ガイウス・ゲヌキウス・クレプシナ(ラテン語: Gaius Genucius Clepsina、生没年不詳)は紀元前3世紀初頭の共和政ローマの政治家・軍人。紀元前276年と紀元前270年に執政官(コンスル)を務めた。
出自
プレブス(平民)であるゲヌキウス氏族の出身。父も祖父もプラエノーメン(第一名、個人名)はルキウスである。紀元前271年の執政官ルキウス・ゲヌキウス・クレプシナは兄弟と思われる。またコグノーメンは異なるものの、紀元前303年の執政官ルキウス・ゲヌキウス・アウェンティネンシスが父である可能性がある。
経歴
紀元前276年、クレプシナは執政官に就任。同僚執政官はクィントゥス・ファビウス・マクシムス・グルゲスであった。執政官就任期間中の特筆すべき出来事は、ローマで再び疫病が流行ったことであった[1]。
紀元前270年、二度目の執政官に就任。同僚執政官はグナエウス・コルネリウス・ブラシオであった[2][3]。
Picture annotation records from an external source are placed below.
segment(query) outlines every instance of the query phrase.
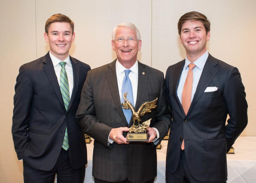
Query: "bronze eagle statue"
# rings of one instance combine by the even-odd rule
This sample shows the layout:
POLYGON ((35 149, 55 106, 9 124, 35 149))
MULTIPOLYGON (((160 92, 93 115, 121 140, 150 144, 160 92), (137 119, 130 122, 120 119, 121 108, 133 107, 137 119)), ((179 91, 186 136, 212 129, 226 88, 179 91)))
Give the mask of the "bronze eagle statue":
POLYGON ((127 99, 127 92, 124 93, 124 103, 122 103, 122 106, 123 106, 123 107, 125 109, 130 109, 132 114, 132 122, 133 123, 130 128, 129 131, 130 132, 145 132, 146 131, 146 128, 149 126, 151 119, 140 124, 140 122, 141 120, 140 118, 146 113, 151 112, 151 109, 154 109, 157 106, 157 105, 156 105, 156 104, 158 98, 157 98, 154 100, 150 102, 148 101, 144 102, 140 107, 138 111, 136 112, 133 106, 127 99), (137 120, 138 123, 137 125, 135 124, 136 120, 137 120))

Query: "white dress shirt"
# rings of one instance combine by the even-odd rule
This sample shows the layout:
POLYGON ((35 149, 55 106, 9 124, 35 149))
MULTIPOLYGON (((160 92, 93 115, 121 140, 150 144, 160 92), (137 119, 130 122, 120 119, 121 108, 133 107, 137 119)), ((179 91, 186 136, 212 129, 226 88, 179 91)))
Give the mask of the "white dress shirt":
MULTIPOLYGON (((207 51, 205 52, 203 55, 195 61, 193 63, 196 65, 192 70, 193 71, 193 85, 192 86, 192 93, 191 95, 191 101, 193 99, 194 95, 196 92, 196 87, 197 87, 199 79, 201 76, 201 75, 203 72, 203 69, 204 67, 206 60, 208 58, 209 54, 207 51)), ((182 91, 183 90, 183 87, 185 84, 187 76, 188 76, 188 65, 191 63, 186 56, 185 59, 185 65, 183 68, 183 69, 180 76, 180 78, 178 88, 177 89, 177 95, 178 95, 180 103, 181 103, 181 96, 182 96, 182 91)))
MULTIPOLYGON (((117 78, 117 84, 118 84, 118 90, 119 92, 119 95, 120 96, 120 101, 122 102, 122 97, 124 93, 122 93, 122 86, 123 86, 123 80, 124 77, 124 70, 127 69, 123 66, 118 60, 116 60, 116 77, 117 78)), ((135 63, 131 68, 129 69, 132 71, 129 73, 128 76, 132 83, 132 93, 133 96, 134 107, 135 107, 136 104, 136 99, 137 98, 137 90, 138 88, 138 76, 139 73, 139 67, 138 61, 136 61, 135 63)))
POLYGON ((61 66, 59 64, 60 62, 65 62, 67 64, 65 66, 65 69, 66 72, 68 75, 68 86, 69 90, 69 99, 71 98, 72 95, 72 91, 73 90, 73 87, 74 85, 74 82, 73 77, 73 69, 72 68, 72 64, 70 60, 69 55, 65 60, 62 61, 59 59, 56 58, 50 52, 50 57, 52 62, 52 64, 54 67, 54 70, 55 74, 57 76, 59 85, 60 85, 60 70, 61 69, 61 66))

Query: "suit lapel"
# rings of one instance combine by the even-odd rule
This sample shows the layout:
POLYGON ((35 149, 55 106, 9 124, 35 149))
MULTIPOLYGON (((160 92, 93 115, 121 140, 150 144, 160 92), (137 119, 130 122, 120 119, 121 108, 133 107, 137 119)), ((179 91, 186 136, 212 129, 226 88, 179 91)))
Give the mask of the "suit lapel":
POLYGON ((184 112, 184 110, 183 110, 183 108, 182 107, 181 104, 180 103, 180 99, 179 99, 179 97, 177 95, 177 90, 179 86, 179 83, 180 78, 180 76, 181 75, 181 72, 185 64, 185 60, 184 60, 180 62, 180 64, 174 68, 173 80, 172 82, 172 94, 173 97, 176 100, 176 101, 180 109, 180 111, 181 111, 181 112, 184 116, 185 115, 185 113, 184 112))
MULTIPOLYGON (((146 102, 143 101, 143 99, 145 93, 145 90, 147 88, 148 78, 149 74, 145 65, 139 62, 138 62, 138 86, 136 103, 134 106, 134 109, 136 111, 138 111, 141 105, 146 102)), ((129 122, 129 127, 132 124, 132 118, 129 122)))
POLYGON ((108 66, 109 69, 106 72, 106 77, 108 80, 108 82, 110 90, 111 95, 114 101, 116 107, 117 109, 119 115, 123 119, 123 122, 127 126, 127 123, 126 119, 123 112, 120 101, 120 96, 118 92, 117 79, 116 78, 116 59, 109 64, 108 66))
POLYGON ((48 52, 44 57, 43 62, 43 67, 44 70, 44 71, 48 77, 49 81, 50 81, 54 92, 55 92, 56 95, 57 96, 63 108, 65 109, 65 107, 64 105, 64 102, 63 101, 63 99, 62 98, 61 93, 60 92, 60 85, 58 83, 57 77, 56 76, 56 74, 55 73, 55 71, 53 68, 53 65, 51 59, 49 52, 48 52))
POLYGON ((74 99, 76 96, 76 91, 77 90, 78 84, 79 82, 79 68, 77 66, 77 62, 71 56, 69 56, 70 60, 71 61, 71 63, 72 64, 72 69, 73 70, 73 77, 74 78, 74 85, 73 86, 73 90, 72 91, 72 95, 69 102, 69 105, 68 105, 68 111, 69 108, 72 105, 72 103, 74 100, 74 99))
POLYGON ((196 90, 193 99, 187 115, 192 110, 195 105, 200 99, 204 91, 209 85, 214 76, 218 71, 218 69, 214 67, 218 64, 218 62, 209 54, 202 72, 201 76, 196 90))

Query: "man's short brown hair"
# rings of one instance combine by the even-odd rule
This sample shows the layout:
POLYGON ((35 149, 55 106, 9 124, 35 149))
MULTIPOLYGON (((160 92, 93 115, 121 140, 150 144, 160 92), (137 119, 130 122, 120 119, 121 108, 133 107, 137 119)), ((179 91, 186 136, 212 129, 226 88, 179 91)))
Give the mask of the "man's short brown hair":
POLYGON ((179 34, 180 36, 181 28, 183 24, 188 20, 192 21, 199 21, 202 23, 205 29, 206 33, 210 31, 211 23, 207 20, 207 17, 204 15, 197 12, 191 12, 185 13, 180 17, 178 22, 178 31, 179 34))
POLYGON ((48 29, 52 23, 56 22, 63 22, 69 23, 72 29, 72 34, 74 33, 74 22, 68 17, 60 13, 54 14, 48 19, 45 22, 44 27, 45 32, 48 34, 48 29))

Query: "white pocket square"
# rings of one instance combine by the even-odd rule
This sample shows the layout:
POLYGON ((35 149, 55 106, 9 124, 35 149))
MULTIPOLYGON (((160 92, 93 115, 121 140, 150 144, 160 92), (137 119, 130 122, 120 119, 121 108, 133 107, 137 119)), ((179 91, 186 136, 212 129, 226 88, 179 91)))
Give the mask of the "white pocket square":
POLYGON ((204 91, 204 92, 215 92, 218 90, 218 87, 214 86, 213 87, 207 87, 204 91))

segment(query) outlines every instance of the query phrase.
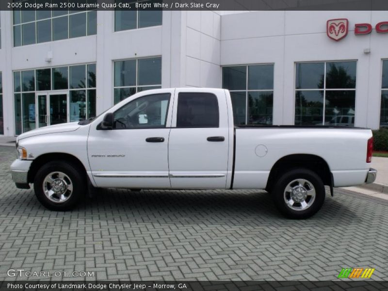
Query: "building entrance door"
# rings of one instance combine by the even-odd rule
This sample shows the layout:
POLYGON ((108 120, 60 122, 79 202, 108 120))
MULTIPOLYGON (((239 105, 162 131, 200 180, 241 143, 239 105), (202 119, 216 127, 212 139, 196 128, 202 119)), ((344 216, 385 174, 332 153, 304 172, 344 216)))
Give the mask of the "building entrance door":
POLYGON ((67 122, 68 99, 67 92, 37 93, 35 106, 38 127, 67 122))

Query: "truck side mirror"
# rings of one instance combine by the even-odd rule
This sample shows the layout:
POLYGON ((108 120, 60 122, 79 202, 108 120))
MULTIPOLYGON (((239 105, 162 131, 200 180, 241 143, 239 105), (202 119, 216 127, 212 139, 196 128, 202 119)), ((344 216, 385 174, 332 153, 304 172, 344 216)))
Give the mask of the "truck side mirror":
POLYGON ((107 113, 104 116, 104 119, 101 123, 101 129, 113 129, 113 113, 112 112, 107 113))

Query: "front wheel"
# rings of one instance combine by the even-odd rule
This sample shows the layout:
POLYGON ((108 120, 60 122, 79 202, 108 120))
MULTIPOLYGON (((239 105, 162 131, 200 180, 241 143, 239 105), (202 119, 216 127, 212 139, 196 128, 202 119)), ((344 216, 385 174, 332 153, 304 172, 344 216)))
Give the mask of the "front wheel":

この年に、カンパニアのレギオン(現在のレッジョ・ディ・カラブリア)を守備していたカンパニア兵が反乱した。両執政官はレギオンを攻略、旧市民のために再建した。反乱兵はローマへ送られトリブス民会で死刑が宣言された。4,500の反乱兵が、一度に300人ずつ処分された。鞭打たれた後に、首の後ろの腱が切断された。埋葬することは許されず、その死体はフォルム・ロマヌムで鳥と犬に処理させた[4]。しかし、凱旋式の栄誉はブラシオのみが得た[5]。
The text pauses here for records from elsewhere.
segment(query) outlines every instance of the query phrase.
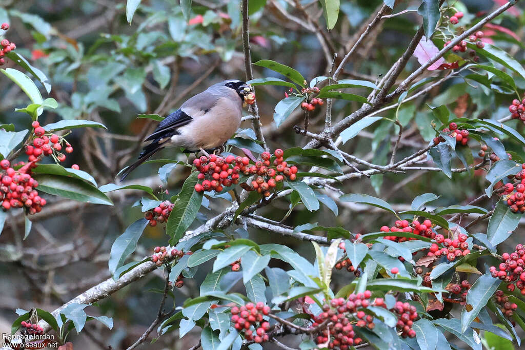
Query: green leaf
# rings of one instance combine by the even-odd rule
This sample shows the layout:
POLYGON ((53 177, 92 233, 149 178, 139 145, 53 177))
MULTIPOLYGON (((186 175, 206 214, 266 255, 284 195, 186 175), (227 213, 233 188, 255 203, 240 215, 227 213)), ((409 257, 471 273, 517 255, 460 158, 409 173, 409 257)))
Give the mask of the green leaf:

エトルリアのカエレ(en)の聖域にある碑文にはプラエフェクトゥスとしてガイウス・ゲヌキウス・クレプシナの名前がある。おそらくこの人物は執政官クレプシナと同一人物である[6]。
その後のクレプシナに関しては不明である。またクレプシナのコグノーメンを持つ人物も、その後の歴史に登場しない。
脚注
参考資料
- オロシウス『異教徒に反論する歴史』
- ハリカルナッソスのディオニュシオス『ローマ古代誌』
- 凱旋式のファスティ
- Amrio Toreli: The Roman Period. In: Nancy Thomson de Grummond , Lisa C. Pieraccini (ed.): Caere. University of Texas Press, Austin TX 2016, ISBN 978-1-4773-0843-1
- Hans Georg Gundel : Genucius 13. In: The Little Pauly (KlP). Volume 2, Stuttgart 1967, Sp. 748.
- Friedrich Münzer : Genucius 17. In: Paulys Realencyclopädie der classischen Altertumswissenschaft (RE). Band VII,1, Stuttgart 1910, Sp. 1209.